La firma sul nuovo atto emesso dal ministero degli Esteri guidato da Luigi Di Maio, è arrivata a poche ore di distanza da uno dei primi veri importanti annunci trapelati dalla Casa Bianca da quando si è insediato Joe Biden. Da Washington hanno infatti fatto sapere che il nuovo presidente ha disposto la sospensione temporanea dell’esportazione di armi verso Arabia Saudita ed Emirati Arabi Uniti. Un colpo molto duro alla strategia del predecessore Donald Trump, il quale ha concluso contratti sulle forniture di armamenti ai Saud per svariati miliardi di Dollari nel suo primo viaggio all’estero da capo dello Stato, nel maggio del 2017. La discontinuità con il tycoon newyorkese, celata ufficialmente dalla necessità di “riesaminare” le posizioni prese in politica estera negli ultimi quattro anni, è alla base della scelta di Biden.

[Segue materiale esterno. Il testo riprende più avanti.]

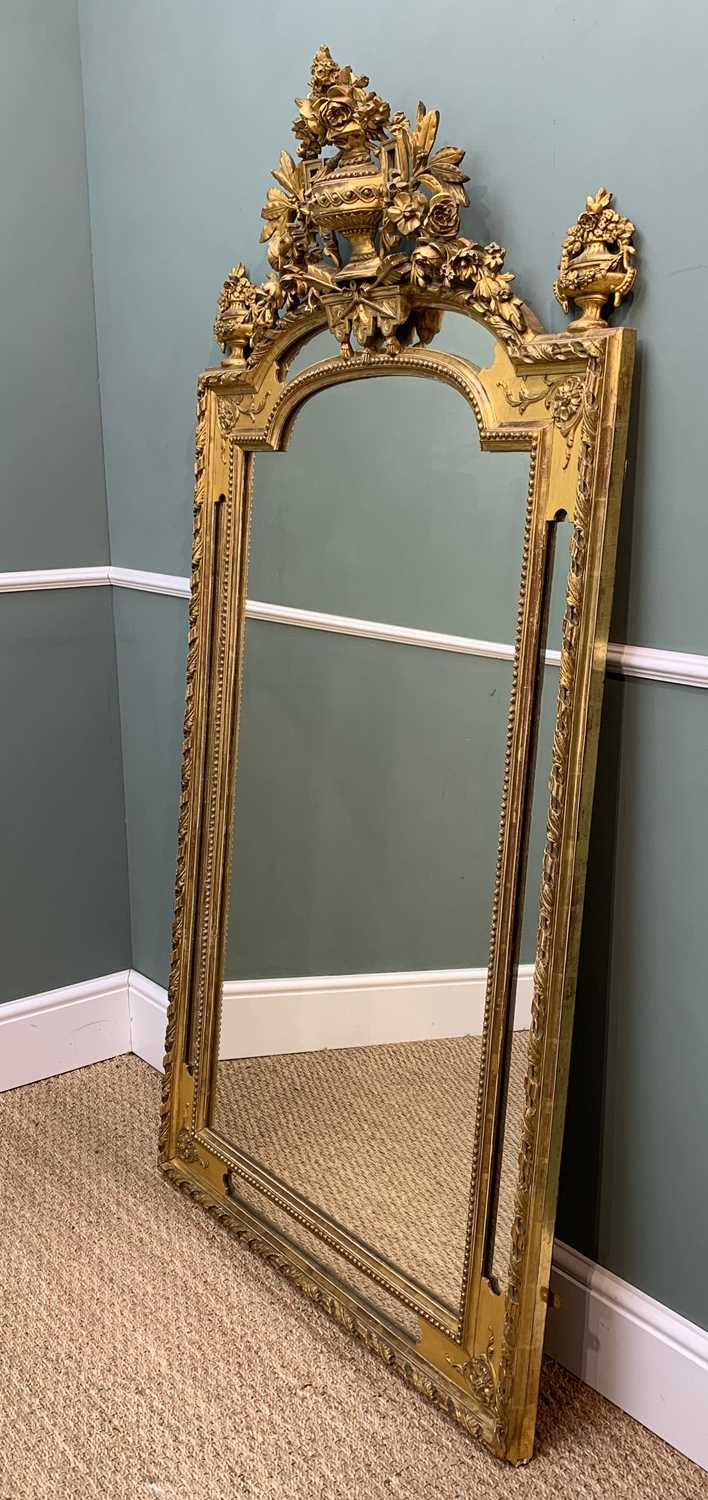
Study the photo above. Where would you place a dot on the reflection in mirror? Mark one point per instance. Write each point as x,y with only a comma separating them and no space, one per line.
366,813
518,1053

Da Roma evidentemente si è voluto lanciare un segnale: fermando l’export verso Arabia Saudita ed Emirati, con un provvedimento sì figlio di un percorso politico iniziato due anni fa ma sostanzialmente molto simile a quello voluto dalla Casa Bianca appena poche ore prima, il governo italiano ha voluto dimostrare la propria disponibilità a seguire il nuovo corso statunitense. Per “Giuseppi“, chiamato così in suo tweet da Donald Trump, in tempo di crisi di governo e di ricerca della possibilità di formare una nuova maggioranza, è più che mai necessario mostrarsi vicino alla linea di Joe Biden.